Kevin Maas and Mel Hall both singled to open the second, but a flyout and and a double play brought the frame to a scoreless conclusion. Baltimore also managed a pair of hits in the bottom of the inning, but Tim Hulett's double play ball came after Dwight Evans singled and before David Segui doubled, so the Birds remained in shutout territory as well. Two out singles from Roberto Kelly and Steve Sax put another Yankee in scoring position in the top of the third, but Don Mattingly flied out to strand them, and the Orioles opened the scoring in the bottom of the inning. The Ripkens began the rally with back-to-back two-out hits, and Milligan walked to load the bases. Evans followed with an infield single that scored Billy Ripken with the game's first run.

Both starters were perfect in the fourth, and both had moderate amounts of trouble in the fifth; Mesa walked Hensley Meulens and allowed a single to Kelly, while Cary gave up a leadoff double to Mike Devereaux, saw a groundout move him to third, and intentionally walked Ripken the Elder before Milligan hit into a double play. Maas singled and Evans walked in the sixth, and they were the only players to reach in their respective halves of the inning.

Mesa worked a 1-2-3 top of the seventh; Eric Plunk relieved Cary in the bottom of the inning and duplicated Mesa's result. Gregg Olson took the mound in the eighth and worked around a Mattingly single, while Plunk set the O's down in order again.

In the ninth, Olson remained on the mound to attempt the two-inning save. The attempt lasted for a grand total of three pitches, the last of which was whacked over the right-center field fence by Hall for a game-tying home run.

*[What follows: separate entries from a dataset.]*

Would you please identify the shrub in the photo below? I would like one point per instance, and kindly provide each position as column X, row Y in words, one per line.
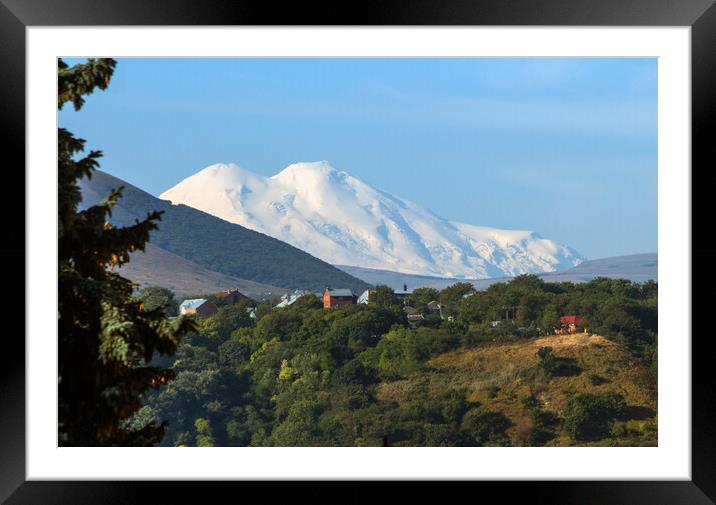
column 589, row 417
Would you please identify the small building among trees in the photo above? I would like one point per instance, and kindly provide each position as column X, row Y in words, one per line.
column 230, row 296
column 337, row 298
column 197, row 307
column 569, row 324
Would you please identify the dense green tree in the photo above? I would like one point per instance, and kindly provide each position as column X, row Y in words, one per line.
column 590, row 417
column 106, row 336
column 157, row 297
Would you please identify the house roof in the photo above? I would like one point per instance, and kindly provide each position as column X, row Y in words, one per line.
column 230, row 292
column 340, row 292
column 570, row 319
column 194, row 303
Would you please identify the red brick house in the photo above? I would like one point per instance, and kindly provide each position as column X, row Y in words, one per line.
column 337, row 298
column 570, row 323
column 231, row 296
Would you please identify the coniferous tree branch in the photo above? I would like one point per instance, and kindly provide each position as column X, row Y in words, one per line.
column 107, row 340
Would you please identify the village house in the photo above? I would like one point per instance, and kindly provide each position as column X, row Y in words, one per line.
column 230, row 296
column 364, row 297
column 289, row 299
column 197, row 307
column 337, row 298
column 569, row 324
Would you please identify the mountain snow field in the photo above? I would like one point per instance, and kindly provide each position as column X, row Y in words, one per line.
column 344, row 221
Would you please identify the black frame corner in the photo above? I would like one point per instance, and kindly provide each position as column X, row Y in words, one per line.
column 700, row 15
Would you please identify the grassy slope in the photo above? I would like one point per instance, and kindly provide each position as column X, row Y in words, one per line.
column 218, row 245
column 504, row 365
column 157, row 267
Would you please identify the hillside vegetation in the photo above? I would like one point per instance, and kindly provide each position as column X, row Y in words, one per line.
column 217, row 245
column 365, row 375
column 506, row 378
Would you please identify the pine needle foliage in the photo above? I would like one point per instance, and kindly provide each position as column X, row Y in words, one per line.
column 106, row 337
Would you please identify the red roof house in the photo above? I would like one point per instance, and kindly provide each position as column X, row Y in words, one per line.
column 570, row 323
column 337, row 298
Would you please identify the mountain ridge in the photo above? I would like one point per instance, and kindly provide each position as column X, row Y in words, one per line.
column 217, row 245
column 633, row 267
column 343, row 220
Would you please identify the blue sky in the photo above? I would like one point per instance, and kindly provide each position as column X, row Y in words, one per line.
column 566, row 147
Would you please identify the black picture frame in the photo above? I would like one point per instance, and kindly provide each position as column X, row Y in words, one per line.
column 16, row 15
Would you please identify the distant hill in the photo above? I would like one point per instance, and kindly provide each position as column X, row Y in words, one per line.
column 216, row 245
column 157, row 267
column 636, row 268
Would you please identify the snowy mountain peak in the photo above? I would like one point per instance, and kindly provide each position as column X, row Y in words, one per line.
column 342, row 220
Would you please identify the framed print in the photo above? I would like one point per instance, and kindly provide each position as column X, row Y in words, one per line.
column 291, row 247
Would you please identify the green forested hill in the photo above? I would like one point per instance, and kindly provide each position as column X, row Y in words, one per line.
column 363, row 375
column 218, row 245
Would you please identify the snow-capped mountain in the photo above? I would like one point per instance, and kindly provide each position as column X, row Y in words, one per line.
column 344, row 221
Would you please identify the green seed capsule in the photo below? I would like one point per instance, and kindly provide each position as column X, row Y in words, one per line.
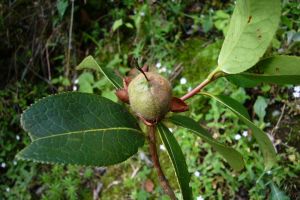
column 150, row 99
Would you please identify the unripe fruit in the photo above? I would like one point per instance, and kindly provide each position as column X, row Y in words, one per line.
column 150, row 99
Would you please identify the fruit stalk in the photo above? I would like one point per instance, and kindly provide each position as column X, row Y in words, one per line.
column 153, row 151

Olson then allowed a single to Matt Nokes and walked pinch hitter Jesse Barfield before recovering to end the inning. Plunk and Steve Howe combined on a scoreless bottom half (with Brady Anderson's single against Howe making him the only baserunner), and the game moved into extra innings tied at 1.

Olson was pulled after walking Mattingly with one out in the tenth. Maas greeted Mike Flanagan with a single, but Flanagan retired the next two hitters to leave the go-ahead run in scoring position. Baltimore wasted their own opportunity in the bottom of the tenth, as a Devereaux single, two runner-advancing outs, and two walks (one intentional) combined to load the bases with two away. Hulett then flied out to strand all three men.

Bob Geren led off the eleventh with a single, and one out later, Flanagan balked him to second. Kelly then doubled, scoring Geren with the go-ahead run. Greg Cadaret worked the bottom of the inning, walking Anderson but keeping the bases free of Orioles apart from that, and the game was over.

The Yankees and Orioles were not good teams in 1991; they would end the season in 5th and 6th places in the AL East, losing 91 and 95 games, respectively. Which generally explains not just how we got a pitching matchup of Chuck Cary and Jose Mesa, but how it turned into a pitcher's duel. And yet, from the early escape artistry of both starters to the game-tying homer from Mel Hall to the eleventh-inning balk that moved the eventual winning run into scoring position, these two bad teams managed to produce a closely-contested, entertaining baseball game. Which... isn't even uncommon, really, and that's why even the bad teams play all 162 games.